For example, a "synergistically effective amount" of black maca root disclosed herein can be, e.g., 01mg/kg, 2mg/kg, 3mg/kg, 4mg/kg, 5mg/kg, 6mg/kg, 7mg/kg, 8mg/kg, 9mg/kg, 10mg/kg, 15mg/kg, 20mg/kg, 25mg/kg, 30mg/kg, 35mg/kg, 40mg/kg, 45mg/kg, 50mg/kg, 55mg/kg, 60mg/kg, 65mg/kg, 70mg/kg, 75mg/kg, 80mg/kg, 85mg/kg, 90mg/kg, 95mg/kg, 100mg/kg, 105mg/kg, 110mg/kg, 115mg/kg, 120mg/kg, 125mg/kg, 130mg/kg, 135mg/kg, 140mg/kg, 145mg/kg, 150mg/kg, 155mg/kg, 160mg/kg, 165mg/kg, 170mg/kg, 175mg/kg, 180mg/kg, 185mg/kg, 190mg/kg, 195mg/kg, 200mg/kg or more, or any amount therebetween. Thus, in some embodiments, the synergistically effective amount of maca root in the compositions disclosed herein may be from about 1mg to about 5g (preferably per day). For example, the amount of maca root may be (preferably daily) from about 1mg to about 5 g. For example, the amount of maca root can be 1mg, 10mg, 100mg, 500mg, 1g, 1.5g, 2g, 2.5g, 3g, 3.5g, 4g, 4.5g, or 5g or more, or any range or amount between any two of the foregoing values.

For example, a "synergistically effective amount" of red maca root disclosed herein can be, e.g., 1mg/kg, 2mg/kg, 3mg/kg, 4mg/kg, 5mg/kg, 6mg/kg, 7mg/kg, 8mg/kg, 9mg/kg, 10mg/kg, 15mg/kg, 20mg/kg, 25mg/kg, 30mg/kg, 35mg/kg, 40mg/kg, 45mg/kg, 50mg/kg, 55mg/kg, 60mg/kg, 65mg/kg, 70mg/kg, 75mg/kg, 80mg/kg, 85mg/kg, 90mg/kg, 95mg/kg, 100mg/kg, 105mg/kg, 110mg/kg, 115mg/kg, 120mg/kg, 125mg/kg, 130mg/kg, 135mg/kg, 140mg/kg, 145mg/kg, 150mg/kg, 155mg/kg, 160mg/kg, 165mg/kg, 170mg/kg, 175mg/kg, 180mg/kg, 185mg/kg, 190mg/kg, 195mg/kg, 200mg/kg or more, or any amount therebetween.
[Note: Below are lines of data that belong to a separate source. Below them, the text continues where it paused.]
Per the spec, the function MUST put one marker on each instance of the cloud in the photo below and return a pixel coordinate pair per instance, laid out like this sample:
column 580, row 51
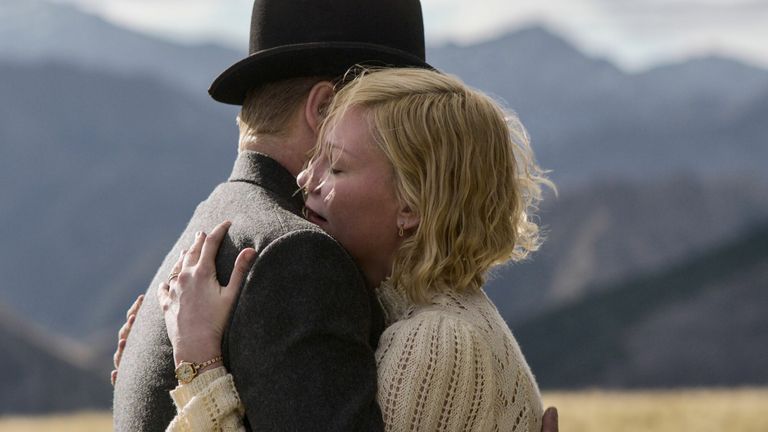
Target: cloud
column 635, row 33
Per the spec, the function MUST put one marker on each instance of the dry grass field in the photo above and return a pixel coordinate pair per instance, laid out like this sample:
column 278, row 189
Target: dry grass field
column 741, row 410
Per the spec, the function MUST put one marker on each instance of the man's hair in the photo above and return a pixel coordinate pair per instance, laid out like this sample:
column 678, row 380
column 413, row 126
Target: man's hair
column 267, row 109
column 461, row 163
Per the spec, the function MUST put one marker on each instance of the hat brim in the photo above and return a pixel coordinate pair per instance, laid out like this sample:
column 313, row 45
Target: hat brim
column 309, row 59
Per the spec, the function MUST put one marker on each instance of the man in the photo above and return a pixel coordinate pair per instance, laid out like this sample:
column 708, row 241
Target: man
column 302, row 336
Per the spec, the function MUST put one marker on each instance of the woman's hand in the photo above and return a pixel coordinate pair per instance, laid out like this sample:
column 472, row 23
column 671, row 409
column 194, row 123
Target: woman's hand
column 122, row 335
column 195, row 307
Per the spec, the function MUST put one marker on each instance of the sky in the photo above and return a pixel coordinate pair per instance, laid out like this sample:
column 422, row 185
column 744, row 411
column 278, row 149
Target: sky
column 634, row 34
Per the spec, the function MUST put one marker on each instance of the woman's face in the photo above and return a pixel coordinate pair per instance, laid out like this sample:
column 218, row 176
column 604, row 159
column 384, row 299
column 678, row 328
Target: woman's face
column 351, row 195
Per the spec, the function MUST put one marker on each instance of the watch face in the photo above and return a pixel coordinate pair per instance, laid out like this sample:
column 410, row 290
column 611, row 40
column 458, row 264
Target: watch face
column 185, row 372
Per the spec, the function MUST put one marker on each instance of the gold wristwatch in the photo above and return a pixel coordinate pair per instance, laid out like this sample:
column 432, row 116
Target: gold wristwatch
column 187, row 371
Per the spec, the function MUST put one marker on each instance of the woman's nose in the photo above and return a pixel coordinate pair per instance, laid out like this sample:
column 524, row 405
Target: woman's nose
column 302, row 178
column 307, row 179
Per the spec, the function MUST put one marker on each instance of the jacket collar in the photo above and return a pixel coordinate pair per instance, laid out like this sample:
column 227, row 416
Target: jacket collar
column 262, row 170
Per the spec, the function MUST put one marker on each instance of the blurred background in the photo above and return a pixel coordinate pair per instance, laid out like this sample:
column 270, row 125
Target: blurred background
column 651, row 114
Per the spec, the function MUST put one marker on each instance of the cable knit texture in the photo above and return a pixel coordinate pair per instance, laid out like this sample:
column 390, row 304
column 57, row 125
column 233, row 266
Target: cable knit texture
column 450, row 365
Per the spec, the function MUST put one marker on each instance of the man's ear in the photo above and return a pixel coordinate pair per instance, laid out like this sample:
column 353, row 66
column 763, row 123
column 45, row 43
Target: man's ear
column 317, row 102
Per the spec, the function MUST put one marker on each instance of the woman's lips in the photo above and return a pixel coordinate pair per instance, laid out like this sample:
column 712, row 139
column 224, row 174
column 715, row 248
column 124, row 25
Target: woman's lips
column 314, row 217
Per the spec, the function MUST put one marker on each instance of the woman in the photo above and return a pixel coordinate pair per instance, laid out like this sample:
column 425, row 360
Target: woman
column 427, row 184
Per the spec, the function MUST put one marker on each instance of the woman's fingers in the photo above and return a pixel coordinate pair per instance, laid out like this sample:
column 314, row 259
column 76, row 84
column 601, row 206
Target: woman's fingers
column 194, row 252
column 242, row 267
column 134, row 309
column 118, row 353
column 211, row 247
column 163, row 295
column 126, row 328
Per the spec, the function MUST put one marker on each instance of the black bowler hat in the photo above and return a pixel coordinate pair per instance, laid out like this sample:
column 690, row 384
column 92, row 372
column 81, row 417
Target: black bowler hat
column 296, row 38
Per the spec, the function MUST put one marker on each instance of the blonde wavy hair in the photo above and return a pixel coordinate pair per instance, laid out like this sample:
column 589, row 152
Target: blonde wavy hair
column 460, row 162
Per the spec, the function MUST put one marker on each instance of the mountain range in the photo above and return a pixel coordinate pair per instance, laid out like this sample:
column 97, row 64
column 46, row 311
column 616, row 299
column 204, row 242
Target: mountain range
column 695, row 323
column 107, row 143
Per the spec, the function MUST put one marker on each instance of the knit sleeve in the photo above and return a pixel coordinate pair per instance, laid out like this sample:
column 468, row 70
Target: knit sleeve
column 434, row 374
column 210, row 402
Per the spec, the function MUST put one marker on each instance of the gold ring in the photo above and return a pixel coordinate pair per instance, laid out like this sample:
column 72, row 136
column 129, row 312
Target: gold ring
column 172, row 276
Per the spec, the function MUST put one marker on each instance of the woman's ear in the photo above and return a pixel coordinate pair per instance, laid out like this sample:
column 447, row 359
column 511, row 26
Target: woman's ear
column 317, row 102
column 407, row 218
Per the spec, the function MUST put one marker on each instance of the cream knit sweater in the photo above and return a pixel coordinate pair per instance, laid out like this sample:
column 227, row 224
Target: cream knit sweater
column 450, row 365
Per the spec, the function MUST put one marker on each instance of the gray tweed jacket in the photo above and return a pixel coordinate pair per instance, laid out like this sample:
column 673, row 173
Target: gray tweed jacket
column 302, row 337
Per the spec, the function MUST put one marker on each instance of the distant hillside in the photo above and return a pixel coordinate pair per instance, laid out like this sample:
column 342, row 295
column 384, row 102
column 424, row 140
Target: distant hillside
column 611, row 230
column 699, row 323
column 588, row 118
column 35, row 377
column 44, row 31
column 98, row 175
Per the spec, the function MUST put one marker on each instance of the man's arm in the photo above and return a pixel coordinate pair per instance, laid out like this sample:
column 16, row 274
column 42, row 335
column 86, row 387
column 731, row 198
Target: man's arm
column 298, row 341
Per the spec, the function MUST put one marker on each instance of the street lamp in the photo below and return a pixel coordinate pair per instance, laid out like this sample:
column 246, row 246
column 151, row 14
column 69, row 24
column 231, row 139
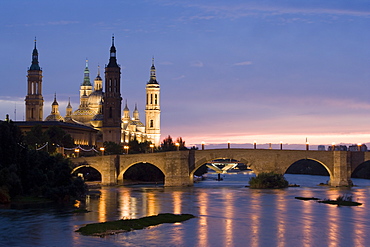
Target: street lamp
column 126, row 148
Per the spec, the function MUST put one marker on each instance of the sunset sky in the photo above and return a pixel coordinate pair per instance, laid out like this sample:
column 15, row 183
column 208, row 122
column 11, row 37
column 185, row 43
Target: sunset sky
column 239, row 71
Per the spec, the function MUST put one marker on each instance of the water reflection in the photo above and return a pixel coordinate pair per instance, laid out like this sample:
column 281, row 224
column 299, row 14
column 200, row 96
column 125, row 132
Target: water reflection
column 255, row 207
column 177, row 202
column 202, row 232
column 228, row 214
column 361, row 214
column 281, row 215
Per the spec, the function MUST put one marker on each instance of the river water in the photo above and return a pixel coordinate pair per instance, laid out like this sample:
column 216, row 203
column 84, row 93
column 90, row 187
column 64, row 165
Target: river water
column 228, row 214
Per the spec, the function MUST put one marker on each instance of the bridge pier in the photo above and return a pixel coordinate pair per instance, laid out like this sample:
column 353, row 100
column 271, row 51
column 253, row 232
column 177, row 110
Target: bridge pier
column 341, row 175
column 177, row 167
column 109, row 170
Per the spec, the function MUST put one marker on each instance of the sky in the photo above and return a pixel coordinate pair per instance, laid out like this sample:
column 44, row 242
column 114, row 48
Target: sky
column 238, row 71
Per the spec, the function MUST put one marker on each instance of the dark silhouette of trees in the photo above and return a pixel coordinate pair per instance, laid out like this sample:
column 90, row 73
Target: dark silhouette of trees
column 30, row 172
column 135, row 147
column 168, row 144
column 112, row 148
column 54, row 136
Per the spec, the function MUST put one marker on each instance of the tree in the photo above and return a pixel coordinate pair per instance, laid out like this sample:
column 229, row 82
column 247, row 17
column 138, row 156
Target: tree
column 139, row 147
column 54, row 136
column 112, row 148
column 30, row 172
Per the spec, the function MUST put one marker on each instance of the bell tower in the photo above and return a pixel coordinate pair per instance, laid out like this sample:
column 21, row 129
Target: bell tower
column 152, row 109
column 112, row 99
column 34, row 100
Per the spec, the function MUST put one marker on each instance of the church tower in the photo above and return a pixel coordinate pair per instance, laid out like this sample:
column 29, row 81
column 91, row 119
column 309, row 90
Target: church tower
column 112, row 99
column 34, row 99
column 152, row 109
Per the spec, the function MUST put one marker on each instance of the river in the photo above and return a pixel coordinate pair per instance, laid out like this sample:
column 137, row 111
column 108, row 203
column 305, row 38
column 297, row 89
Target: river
column 228, row 214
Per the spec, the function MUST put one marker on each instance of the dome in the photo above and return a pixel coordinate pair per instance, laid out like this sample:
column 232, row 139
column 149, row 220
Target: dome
column 97, row 121
column 54, row 117
column 94, row 99
column 83, row 115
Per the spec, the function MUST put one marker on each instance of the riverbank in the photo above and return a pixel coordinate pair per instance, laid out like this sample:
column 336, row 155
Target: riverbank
column 118, row 226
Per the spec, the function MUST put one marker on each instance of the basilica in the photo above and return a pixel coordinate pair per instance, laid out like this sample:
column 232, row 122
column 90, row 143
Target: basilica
column 99, row 116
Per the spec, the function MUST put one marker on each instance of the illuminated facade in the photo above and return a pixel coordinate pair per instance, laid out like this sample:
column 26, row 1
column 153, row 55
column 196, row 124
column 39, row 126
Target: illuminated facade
column 100, row 110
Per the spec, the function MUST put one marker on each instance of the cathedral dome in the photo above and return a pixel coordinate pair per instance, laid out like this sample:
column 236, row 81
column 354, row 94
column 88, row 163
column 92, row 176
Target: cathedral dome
column 54, row 117
column 97, row 121
column 94, row 99
column 83, row 115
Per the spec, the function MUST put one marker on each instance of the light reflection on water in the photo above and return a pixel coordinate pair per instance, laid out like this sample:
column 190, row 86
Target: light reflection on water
column 228, row 214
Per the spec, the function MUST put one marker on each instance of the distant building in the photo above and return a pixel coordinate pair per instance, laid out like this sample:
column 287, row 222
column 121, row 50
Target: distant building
column 321, row 147
column 99, row 112
column 354, row 147
column 337, row 148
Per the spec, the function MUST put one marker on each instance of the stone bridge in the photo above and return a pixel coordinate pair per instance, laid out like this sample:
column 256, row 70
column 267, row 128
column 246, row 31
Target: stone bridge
column 178, row 167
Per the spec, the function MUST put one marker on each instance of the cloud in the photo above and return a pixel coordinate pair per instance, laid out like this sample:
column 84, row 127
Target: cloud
column 179, row 77
column 166, row 63
column 243, row 63
column 198, row 64
column 234, row 11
Thus, in some embodiments, the synergistically effective amount of red maca root in the compositions disclosed herein may be (preferably daily) from about 1mg to about 3 g. For example, the amount of red maca root may be (preferably daily) from about 1mg to about 5 g. For example, the amount of red maca root may be 1mg, 10mg, 100mg, 500mg, 1g, 1.5g, 2g, 2.5g, 3g, 3.5g, 4g, 4.5g, or 5g or more, or any range or amount between any two of the foregoing values.

For example, a "synergistically effective amount" of a root of Xanthomonas disclosed herein can be, e.g., 1mg/kg, 2mg/kg, 3mg/kg, 4mg/kg, 5mg/kg, 6mg/kg, 7mg/kg, 8mg/kg, 9mg/kg, 10mg/kg, 15mg/kg, 20mg/kg, 25mg/kg, 30mg/kg, 35mg/kg, 40mg/kg, 45mg/kg, 50mg/kg, 55mg/kg, 60mg/kg, 65mg/kg, 70mg/kg, 75mg/kg, 80mg/kg, 85mg/kg, 90mg/kg, 95mg/kg, 100mg/kg, 105mg/kg, 110mg/kg, 115mg/kg, 120mg/kg, 125mg/kg, 130mg/kg, 135mg/kg, 140mg/kg, 145mg/kg, 150mg/kg, 155mg/kg, 160mg/kg, 165mg/kg, 170mg/kg, 175mg/kg, 180mg/kg, 185mg/kg, 190mg/kg, 195mg/kg, 200mg/kg or more, or any amount therebetween. Thus, in some embodiments, a synergistically effective amount of the root of maca in the compositions disclosed herein may be (preferably daily) from about 1mg to about 5 g. For example, the amount of root of maca may be (preferably daily) from about 1mg to about 5 g. For example, the amount of the root of maca may be 1mg, 10mg, 100mg, 500mg, 1g, 1.5g, 2g, 2.5g, 3g, 3.5g, 4g, 4.5g, or 5g or more, or any range or amount between any two of the foregoing values.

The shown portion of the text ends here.